Cookies are small files planted on personal computers to track Internet use, enabling the site to remember the user’s preferences for things like e-commerce and sites that require log-in will automatically expire two years after the last visit to Google’s site, the company’s global privacy counsel, Peter Gleischer, wrote on a blog today.

Mountain View, Calif.-based Google previously designed its cookies to expire in 2038, he said.

The thinking was that users could always delete the cookies if they wanted, but in actuality, not everyone knew how to do that or even thought to.

“After listening to feedback from our users and from privacy advocates, we have concluded that it would be a good thing for privacy to significantly shorten the lifetime of our cookies–as long as we could find a way to do so without artificially forcing users to re-enter their basic preferences at arbitrary points in time,” Gleischer wrote in a Google blog post.

Users can also set their cookie preferences through management settings on their own personal computers, Gleischer said.

“Users who do not return to Google will have their cookies auto-expire after 2 years. Regular Google users will have their cookies auto-renew, so that their preferences are not lost,” he writes.

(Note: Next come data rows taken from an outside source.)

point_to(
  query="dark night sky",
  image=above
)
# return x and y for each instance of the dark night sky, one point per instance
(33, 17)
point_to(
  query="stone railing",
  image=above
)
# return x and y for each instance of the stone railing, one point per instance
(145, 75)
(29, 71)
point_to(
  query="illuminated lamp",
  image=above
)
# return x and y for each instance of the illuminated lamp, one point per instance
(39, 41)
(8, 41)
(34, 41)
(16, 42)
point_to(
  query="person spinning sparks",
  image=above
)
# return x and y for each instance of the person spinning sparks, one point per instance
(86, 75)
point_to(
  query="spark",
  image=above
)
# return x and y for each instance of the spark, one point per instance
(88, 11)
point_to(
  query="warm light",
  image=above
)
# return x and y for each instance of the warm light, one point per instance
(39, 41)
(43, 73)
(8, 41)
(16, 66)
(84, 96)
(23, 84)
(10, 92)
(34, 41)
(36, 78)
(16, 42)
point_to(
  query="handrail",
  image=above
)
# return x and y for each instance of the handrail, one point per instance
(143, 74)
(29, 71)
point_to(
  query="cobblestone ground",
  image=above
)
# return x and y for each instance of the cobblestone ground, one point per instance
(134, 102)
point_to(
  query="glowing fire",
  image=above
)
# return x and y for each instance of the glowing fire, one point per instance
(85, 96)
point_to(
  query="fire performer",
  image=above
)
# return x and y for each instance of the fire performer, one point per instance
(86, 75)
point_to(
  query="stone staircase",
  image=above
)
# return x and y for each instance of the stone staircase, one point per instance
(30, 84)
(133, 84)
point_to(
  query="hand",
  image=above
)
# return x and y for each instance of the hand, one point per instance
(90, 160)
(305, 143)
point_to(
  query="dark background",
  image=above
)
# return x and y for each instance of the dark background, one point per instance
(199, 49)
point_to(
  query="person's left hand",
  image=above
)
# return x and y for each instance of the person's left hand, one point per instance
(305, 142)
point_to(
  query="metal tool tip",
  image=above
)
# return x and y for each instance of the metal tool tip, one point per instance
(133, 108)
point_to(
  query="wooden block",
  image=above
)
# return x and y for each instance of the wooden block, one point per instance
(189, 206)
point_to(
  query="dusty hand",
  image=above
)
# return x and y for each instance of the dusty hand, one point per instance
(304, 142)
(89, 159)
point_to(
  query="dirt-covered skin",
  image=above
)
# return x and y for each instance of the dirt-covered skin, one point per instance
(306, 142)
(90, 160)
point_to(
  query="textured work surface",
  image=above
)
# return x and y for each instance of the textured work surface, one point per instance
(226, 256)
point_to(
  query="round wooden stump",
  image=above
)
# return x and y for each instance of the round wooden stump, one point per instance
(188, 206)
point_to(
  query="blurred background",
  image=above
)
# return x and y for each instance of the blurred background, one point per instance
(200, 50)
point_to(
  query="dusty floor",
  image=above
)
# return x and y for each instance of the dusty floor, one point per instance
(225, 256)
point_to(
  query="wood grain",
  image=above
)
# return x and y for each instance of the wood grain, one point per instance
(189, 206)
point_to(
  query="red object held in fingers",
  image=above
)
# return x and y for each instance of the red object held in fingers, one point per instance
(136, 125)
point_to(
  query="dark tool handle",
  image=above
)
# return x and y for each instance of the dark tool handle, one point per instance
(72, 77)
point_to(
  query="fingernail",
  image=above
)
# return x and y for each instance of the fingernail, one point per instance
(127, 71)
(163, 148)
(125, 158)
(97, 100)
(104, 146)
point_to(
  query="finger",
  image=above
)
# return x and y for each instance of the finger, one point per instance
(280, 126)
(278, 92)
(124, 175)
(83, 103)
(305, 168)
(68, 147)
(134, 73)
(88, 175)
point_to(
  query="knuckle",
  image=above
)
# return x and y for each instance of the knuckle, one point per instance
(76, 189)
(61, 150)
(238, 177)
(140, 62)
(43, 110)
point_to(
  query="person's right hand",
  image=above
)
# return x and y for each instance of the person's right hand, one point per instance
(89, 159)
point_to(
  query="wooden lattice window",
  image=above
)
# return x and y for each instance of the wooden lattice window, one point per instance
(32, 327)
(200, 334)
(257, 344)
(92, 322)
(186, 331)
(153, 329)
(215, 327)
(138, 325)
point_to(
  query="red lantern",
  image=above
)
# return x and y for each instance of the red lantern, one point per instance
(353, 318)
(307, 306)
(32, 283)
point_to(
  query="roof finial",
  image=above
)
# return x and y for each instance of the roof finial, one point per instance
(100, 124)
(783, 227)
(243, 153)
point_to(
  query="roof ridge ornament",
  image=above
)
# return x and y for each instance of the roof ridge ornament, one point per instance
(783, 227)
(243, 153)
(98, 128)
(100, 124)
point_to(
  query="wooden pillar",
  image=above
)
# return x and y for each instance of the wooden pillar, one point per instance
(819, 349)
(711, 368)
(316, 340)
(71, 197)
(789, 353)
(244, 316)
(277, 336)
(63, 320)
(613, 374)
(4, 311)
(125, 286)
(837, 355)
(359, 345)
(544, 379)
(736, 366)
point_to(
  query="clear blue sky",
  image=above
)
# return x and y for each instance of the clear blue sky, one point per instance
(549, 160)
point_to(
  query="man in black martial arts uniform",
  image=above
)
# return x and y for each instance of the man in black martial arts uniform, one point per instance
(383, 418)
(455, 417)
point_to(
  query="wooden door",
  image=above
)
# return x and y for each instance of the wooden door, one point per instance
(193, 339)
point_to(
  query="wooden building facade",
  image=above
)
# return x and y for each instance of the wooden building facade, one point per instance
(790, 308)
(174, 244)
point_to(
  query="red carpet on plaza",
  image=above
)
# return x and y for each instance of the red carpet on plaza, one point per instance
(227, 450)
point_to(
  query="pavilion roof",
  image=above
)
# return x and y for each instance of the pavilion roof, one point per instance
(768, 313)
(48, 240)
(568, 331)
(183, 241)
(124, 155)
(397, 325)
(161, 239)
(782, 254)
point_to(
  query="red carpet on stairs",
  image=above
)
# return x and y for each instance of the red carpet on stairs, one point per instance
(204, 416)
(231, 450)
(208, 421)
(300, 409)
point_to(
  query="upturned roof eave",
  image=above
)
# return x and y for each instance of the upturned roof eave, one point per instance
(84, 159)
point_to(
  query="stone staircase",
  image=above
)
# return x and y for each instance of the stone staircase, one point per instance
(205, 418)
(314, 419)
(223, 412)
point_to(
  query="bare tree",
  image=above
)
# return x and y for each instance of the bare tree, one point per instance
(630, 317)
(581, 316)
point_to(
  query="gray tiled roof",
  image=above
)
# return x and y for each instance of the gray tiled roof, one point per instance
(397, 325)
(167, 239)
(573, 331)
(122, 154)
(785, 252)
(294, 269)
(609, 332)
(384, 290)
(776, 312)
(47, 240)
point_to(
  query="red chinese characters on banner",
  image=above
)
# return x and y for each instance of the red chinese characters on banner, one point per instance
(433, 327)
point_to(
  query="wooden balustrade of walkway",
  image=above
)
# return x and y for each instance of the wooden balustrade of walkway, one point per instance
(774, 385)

The European Union’s data-protection agency has criticized Google for holding onto user information for too long. The New York State Consumer Protection Board on May 9 urged U.S. regulators to delay Google’s $3.1 billion takeover of online advertising company DoubleClick Inc. until the company better protects consumers’ privacy rights.

In practice, however, only a miniscule number of people will be affected by the change.

Online privacy advocates expect Google’s new “cookie policy” to change little since the two-year lifespan of tracking software renews with each visit so people must stop using Google for the entire period for the cookies to self-destruct.

“Google’s change does not tame the cookie monster, of course,” wrote Internet privacy expert Jim Harper on the Technology Liberation Front website.

“It remains with you to tame the cookie monster, if that is what you care to do. Your web browser provides you the ability to control them, which gives you the responsibility to do so. I control mine.”

In recent months, it has introduced several steps to reassure its users over the use of personal information. In March the search giant said it would anonymise personal data it receives from users’ web searches after 18 months.

That is because if anyone visits Google even once in the next two years, the cookie expiration date will be extended. In other words, visiting on July 16, 2007, will reset the cookie to expire around July 16, 2009. Visiting any time between those two dates will automatically extend the life of the cookie–renewing it, effectively–for another two years.

None of the other leading search engines have made any statements over anonymising IP addresses or shortening cookie lifespan.